As an example a foreman might blame a machine operator saying, ”Tom messed up that part again.” There’s no further exploration into why, because the foreman has protected himself from whatever punishment or shaming behavior is being held over either of their heads.  What’s worse, Tom has now gotten a black mark on his reputation, without due process or a jury of his peers. Now, what if we look into why Tom messed up that part? What if we find out that it’s not about Tom’s being incompetent at all?

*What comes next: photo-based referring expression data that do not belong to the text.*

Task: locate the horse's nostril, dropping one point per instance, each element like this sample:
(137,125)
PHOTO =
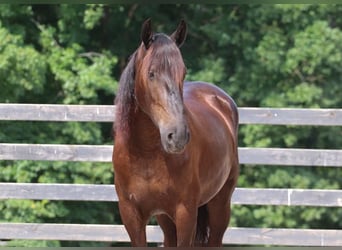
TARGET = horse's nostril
(170,136)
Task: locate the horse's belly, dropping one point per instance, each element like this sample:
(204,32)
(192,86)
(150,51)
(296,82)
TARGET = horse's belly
(214,122)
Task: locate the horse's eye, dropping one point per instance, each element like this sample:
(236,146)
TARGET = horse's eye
(151,75)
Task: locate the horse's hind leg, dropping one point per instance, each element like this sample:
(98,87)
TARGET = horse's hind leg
(219,213)
(169,230)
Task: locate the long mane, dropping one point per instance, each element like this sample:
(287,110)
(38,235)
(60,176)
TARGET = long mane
(125,96)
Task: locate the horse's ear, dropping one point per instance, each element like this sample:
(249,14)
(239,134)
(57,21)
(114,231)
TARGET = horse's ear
(147,33)
(180,34)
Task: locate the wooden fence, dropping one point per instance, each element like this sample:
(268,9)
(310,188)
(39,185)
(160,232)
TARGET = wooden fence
(244,196)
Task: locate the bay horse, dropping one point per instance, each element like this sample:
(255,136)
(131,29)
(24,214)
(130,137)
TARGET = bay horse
(175,146)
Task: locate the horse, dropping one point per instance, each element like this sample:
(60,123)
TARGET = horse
(175,151)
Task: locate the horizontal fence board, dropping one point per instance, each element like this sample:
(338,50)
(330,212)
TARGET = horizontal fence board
(117,233)
(291,157)
(101,153)
(241,196)
(106,113)
(55,152)
(291,116)
(55,112)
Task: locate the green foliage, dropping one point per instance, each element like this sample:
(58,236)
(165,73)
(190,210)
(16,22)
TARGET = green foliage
(262,55)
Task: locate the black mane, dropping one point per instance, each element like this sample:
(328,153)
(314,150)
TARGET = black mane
(125,95)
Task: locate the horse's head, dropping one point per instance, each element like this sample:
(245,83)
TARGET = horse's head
(160,73)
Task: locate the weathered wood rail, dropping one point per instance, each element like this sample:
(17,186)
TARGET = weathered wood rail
(102,153)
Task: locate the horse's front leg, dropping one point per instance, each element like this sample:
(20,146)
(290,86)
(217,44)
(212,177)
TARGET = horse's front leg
(186,219)
(134,222)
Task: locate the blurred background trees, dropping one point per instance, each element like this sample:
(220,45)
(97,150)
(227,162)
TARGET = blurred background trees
(262,55)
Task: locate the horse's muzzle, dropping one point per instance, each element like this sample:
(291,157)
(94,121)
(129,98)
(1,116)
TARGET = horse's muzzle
(175,138)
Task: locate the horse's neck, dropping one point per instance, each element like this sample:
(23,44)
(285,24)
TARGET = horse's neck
(144,136)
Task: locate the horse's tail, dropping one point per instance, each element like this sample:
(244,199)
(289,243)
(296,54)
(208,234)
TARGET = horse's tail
(202,229)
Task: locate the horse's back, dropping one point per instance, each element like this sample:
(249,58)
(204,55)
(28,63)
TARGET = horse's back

What if we find out that Tom has been complaining for months that his lathe has bad bearings and the material won’t spin true? When we stop blaming Tom for messing up, we can actually find real solutions for real problems. (In this scenario we’d also discover that there’s a communication breakdown between the production floor and management as well).

When we stop blaming the shipping department for getting an order wrong, we open up the discussion to discover that there’s a communication breakdown between the sales department and the shipping department, which can now be solved. We stop passively accepting the log jams being somebody’s fault, and start actively looking at them as common obstacles to work on together.

Action Steps:

1. Start actively becoming conscious of where and when blame comes up in meetings, conversations, and other discussions about processes or problems.

2. Make it a rule that there will be No Blaming in these discussions, and everyone will simply have to find another way to describe what is happening. (The order arrived late vs. Joe processed the order too slowly).

3. Find ways to reward the behavior of taking on responsibility for solving problems as opposed to off-loading the responsibility by blaming others.

The more this behavior is rewarded in place of hiding behind blame being rewarded, the more people will actually come together, take on responsibilities, and help you build a better,  more prosperous organization.

If you are a sole proprietor, dealing with vendors, suppliers, and clients in this manner will help you enroll them in your virtual organization, and get them on your team. If you are a parent, you can teach a far more conscious and effective approach to problem solving to your kids. In a relationship, removing the Blame Game allows you to concentrate on solutions together, rather than blame tearing you apart.

When you eliminate blame from the equation, you’ll get positive, real solutions.


The views and opinions expressed in this post are those of the author(s) and do not necessarily reflect those of MomsRising.org.